This got put on the back burner since My snowblower broke down. and I've lost several hours of work recently. no big issue but I better not spend money I don't need to for awhile in case something else happens. There was a Crown XTI 1000 on my local craigslist and I ended up on that link you posted while I was researching it. I'm not sure if they just got a bad amp or if that was common problem with the XTI 1000s. It would likely be fine if I run it at a 12 ohm load, but if I buy a proaudio amp I would want it to do everything well in case I use it for something else in the future. Can the GTI 12 be run at 6 ohm? I thought there was only the option of 3 and 12.


----------



## sierrarider (Jul 28, 2010)

It can be run at 6 ohm stereo or bridged at 12 ohms without any problems


----------



## MLS (Nov 13, 2008)

finally picked up an amp. Its an Oaudio bash 500 plate amp. a lot of you are suggesting I build a huge box, but I'm thinking with this much adjustability I could just build the box to JBL'S specification for a ported box. about 2.5 cubes. or am I still better off with a much larger box? I started entering information into WINISD, but it needed a little more info than JBL provided.(one spec missing) maybe the spec doesnt apply to this sub design? I see some people use other programs. should I try one those instead? assuming its a free program.


----------



## bottom3 (Jul 30, 2007)

Pair of JBL GTI 12 for HT Use - Home Theater Forum and Systems - HomeTheaterShack.com


----------



## teldzc1 (Oct 9, 2009)

Go bigger and tune it lower. The JBL recommended box is for cars and tuned pretty high. HT will have more low low freq on average than typical music. 
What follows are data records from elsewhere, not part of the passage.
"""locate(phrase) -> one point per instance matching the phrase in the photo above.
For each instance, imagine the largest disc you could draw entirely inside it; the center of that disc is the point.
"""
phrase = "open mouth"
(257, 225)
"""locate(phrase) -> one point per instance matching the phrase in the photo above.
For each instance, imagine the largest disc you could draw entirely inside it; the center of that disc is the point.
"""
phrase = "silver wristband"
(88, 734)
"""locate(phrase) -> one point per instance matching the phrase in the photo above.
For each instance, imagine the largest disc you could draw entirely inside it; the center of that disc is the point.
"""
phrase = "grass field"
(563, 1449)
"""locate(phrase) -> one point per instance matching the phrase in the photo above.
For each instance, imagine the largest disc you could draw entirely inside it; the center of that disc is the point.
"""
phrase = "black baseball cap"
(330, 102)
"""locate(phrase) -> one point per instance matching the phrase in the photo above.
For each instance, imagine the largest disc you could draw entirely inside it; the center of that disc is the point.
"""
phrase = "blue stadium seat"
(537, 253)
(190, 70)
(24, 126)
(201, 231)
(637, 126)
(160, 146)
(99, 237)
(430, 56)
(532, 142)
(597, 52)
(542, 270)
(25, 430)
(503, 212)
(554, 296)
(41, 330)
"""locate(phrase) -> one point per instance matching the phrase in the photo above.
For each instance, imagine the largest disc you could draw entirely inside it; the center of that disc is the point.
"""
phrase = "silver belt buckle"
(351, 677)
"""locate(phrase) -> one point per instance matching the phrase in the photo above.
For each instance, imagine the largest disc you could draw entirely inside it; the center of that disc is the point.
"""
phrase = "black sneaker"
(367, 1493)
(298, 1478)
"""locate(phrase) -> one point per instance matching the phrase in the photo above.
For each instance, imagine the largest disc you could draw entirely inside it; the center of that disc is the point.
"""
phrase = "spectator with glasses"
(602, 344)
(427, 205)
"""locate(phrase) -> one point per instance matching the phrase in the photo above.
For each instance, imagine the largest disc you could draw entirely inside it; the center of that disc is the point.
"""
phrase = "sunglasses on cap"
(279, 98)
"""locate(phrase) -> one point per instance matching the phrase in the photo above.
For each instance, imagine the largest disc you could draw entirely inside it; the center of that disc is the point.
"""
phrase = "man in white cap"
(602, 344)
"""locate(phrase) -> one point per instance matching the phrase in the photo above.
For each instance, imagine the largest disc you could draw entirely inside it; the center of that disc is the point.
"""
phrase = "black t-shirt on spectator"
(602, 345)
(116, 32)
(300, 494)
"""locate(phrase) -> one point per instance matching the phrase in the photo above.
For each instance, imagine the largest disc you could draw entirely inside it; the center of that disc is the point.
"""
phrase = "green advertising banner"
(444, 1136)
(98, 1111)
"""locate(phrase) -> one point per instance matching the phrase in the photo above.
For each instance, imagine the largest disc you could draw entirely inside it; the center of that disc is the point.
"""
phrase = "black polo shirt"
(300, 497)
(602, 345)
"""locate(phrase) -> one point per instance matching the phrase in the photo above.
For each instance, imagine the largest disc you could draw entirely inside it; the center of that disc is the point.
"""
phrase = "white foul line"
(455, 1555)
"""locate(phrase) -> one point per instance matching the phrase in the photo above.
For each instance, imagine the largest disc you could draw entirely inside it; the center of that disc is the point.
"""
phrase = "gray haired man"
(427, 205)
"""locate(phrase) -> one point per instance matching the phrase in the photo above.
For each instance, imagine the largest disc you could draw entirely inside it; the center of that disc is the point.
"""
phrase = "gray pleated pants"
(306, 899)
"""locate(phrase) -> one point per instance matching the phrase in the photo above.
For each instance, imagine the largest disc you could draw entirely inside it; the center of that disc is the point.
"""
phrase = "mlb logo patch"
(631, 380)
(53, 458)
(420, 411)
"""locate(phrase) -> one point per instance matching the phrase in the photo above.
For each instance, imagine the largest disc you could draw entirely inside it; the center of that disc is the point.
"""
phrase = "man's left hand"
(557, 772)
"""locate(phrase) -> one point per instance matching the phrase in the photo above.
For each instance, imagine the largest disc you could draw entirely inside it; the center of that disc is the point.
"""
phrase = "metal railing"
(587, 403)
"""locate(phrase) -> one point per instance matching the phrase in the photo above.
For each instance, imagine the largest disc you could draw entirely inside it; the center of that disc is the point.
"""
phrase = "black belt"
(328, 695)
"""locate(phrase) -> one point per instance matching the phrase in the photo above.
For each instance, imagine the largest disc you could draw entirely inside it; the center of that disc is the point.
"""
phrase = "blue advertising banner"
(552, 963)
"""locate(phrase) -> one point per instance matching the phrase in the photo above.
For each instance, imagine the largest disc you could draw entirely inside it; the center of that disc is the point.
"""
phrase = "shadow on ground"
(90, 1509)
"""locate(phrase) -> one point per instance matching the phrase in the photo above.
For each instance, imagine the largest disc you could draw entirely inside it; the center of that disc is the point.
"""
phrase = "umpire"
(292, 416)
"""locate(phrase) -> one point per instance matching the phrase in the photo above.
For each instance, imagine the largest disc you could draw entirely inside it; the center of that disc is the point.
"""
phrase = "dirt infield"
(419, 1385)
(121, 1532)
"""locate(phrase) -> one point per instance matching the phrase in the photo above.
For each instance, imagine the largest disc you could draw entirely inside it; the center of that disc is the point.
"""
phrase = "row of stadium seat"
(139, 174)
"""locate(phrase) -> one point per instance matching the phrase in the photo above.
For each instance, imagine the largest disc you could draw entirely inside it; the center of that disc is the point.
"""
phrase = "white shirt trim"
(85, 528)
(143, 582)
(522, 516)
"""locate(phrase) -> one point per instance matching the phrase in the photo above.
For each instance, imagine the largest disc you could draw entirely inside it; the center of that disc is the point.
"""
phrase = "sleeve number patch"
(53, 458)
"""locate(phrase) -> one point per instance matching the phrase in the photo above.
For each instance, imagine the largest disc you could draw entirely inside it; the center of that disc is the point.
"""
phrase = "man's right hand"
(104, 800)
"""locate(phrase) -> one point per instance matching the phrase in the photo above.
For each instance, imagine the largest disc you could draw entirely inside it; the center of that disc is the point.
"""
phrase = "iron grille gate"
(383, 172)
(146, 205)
Sent from my SAMSUNG-SM-N900A using Tapatalk


----------



## MLS (Nov 13, 2008)

I would rather have this shine on the music side so I will just build it to JBL's ported specs. That's what got me thinking about doing this in the first place. I listen to music more at home now and I hear shortcomings in the bass compared to what I'm used to hearing cars. My current home theatre sub is fine for movies since there are other people usually present when watching movies. When the music is cranked usually there's no one else around.


----------



## cajunner (Apr 13, 2007)

car audio subs are usually built to play in a vehicle and use the cabin gain to increase efficiency in the middle bass region.

for home, you'd probably be better off letting a little bit lower vent tuning bring down that hump that gives a car it's matching response from cabin gain, and gives you a less boomy sound in the larger room.


----------